I nodded, “Just moved here yesterday.”

“Yesterday? Whoa, so where from?” Larry asked.

They seemed fairly nice so I didn’t mind the third degree and continued to answer their questions.

“California,” I answered.

“Is that why you talk so weird?” BB asked, trying to imitate me.

I suddenly got the feeling, that maybe they weren’t the friendly sort I’d thought them to be.

“Listen, I better get to class.” I said, trying to squeeze past Larry who was partially blocking my escape route.

“Wait a sec’,” Larry said, putting a hand against my chest, “You didn’t flush.”

“Oh yeah, sorry.” I said turning my back on them, so that I could give the flush button on the wall a push.

However, the second I pressed the button all three of them rushed on me and shoved me forward into the urinal. Before I could react, they zoomed out of the bathroom. When I regained my balance, I looked down and saw that the lower part of my shirt and the front of my pants were completely soaked.

“Son of a bitch!” I cussed aloud.

“HEY!” someone shouted behind me.

Momentarily forgetting about my pants and shirt being wet, I spun around to see, that it was my good friend, the Hall-Nazi from this morning.

“Cussing is an automatic Red Ca…” she started to say, but stopped short when it dawned on her, that we’d already had a run-in with each other earlier in the day. “Oh hey, I remember you!” she said and then she noticed my obvious wet spot.

“You wee yourself?” she asked.

 

Trying to cover the front of my pants with my hands, which was a feeble task at best, I snapped back, “No I did not piss myself!” and because we were in the bathroom, my voice echoed off the tiled walls and sounded louder, then I’d meant for it too. “Some mother fu…” I started to say, but the girl cut me off with, “Hey-Hey! No cussing or I’ll have no choice, but to Red Card you.”

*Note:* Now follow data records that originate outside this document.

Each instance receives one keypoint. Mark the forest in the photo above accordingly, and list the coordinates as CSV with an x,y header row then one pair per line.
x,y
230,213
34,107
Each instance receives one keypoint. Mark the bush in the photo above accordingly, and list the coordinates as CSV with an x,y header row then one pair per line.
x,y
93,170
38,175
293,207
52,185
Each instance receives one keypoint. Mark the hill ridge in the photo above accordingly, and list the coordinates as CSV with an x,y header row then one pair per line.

Was I just imaging it, or was that girl actually trying to be nice to me? Anyway, I was too mad and too worked up to care. If my good friend Gary from back in California had been around right then, he probably would have chewed me out for cussing. Gosh, I miss Gary!

“Some GUYS,” I said with strong emphasis on the word GUYS, “shoved me into the urinal!”

But then something occurred to me, “Hold on a second! You’re a girl! You can’t come into the boy’s bathroom!”

“Never mind that,” she said with a snap of her fingers, “let me guess, you didn’t even see who they were, right?”

“I can do you one better than that; they told me their names, Larry…” I started to say, but then she finished for me.

“Fish and BB?” she knowingly asked.

“Yeah, that’s right!” I agreed.

“Well, you’ve just had the pleasure of meeting the worst we have here at Boyd’s.” she said and then she smiled, stepped toward me and stuck out her hand. “Names Hillary Thennings; but most everyone just calls me Stacks.”

I sort of held out my hands and shrugged, “I’ve not even washed my hands yet.”

“Don’t matter! Wouldn’t be the first time I’ve had a little pee on my hands.” She said, eagerly taking hold of my right hand and shaking it vigorously. “I’ve got two younger brothers at home.” She announced as if I needed to know that about her.

“I’m guessing you’ve had a fairly horrible first day?” she said, releasing my hand and stepping back to get another full view of my wet clothes.

“You can say that again!” I said, sounding practically defeated.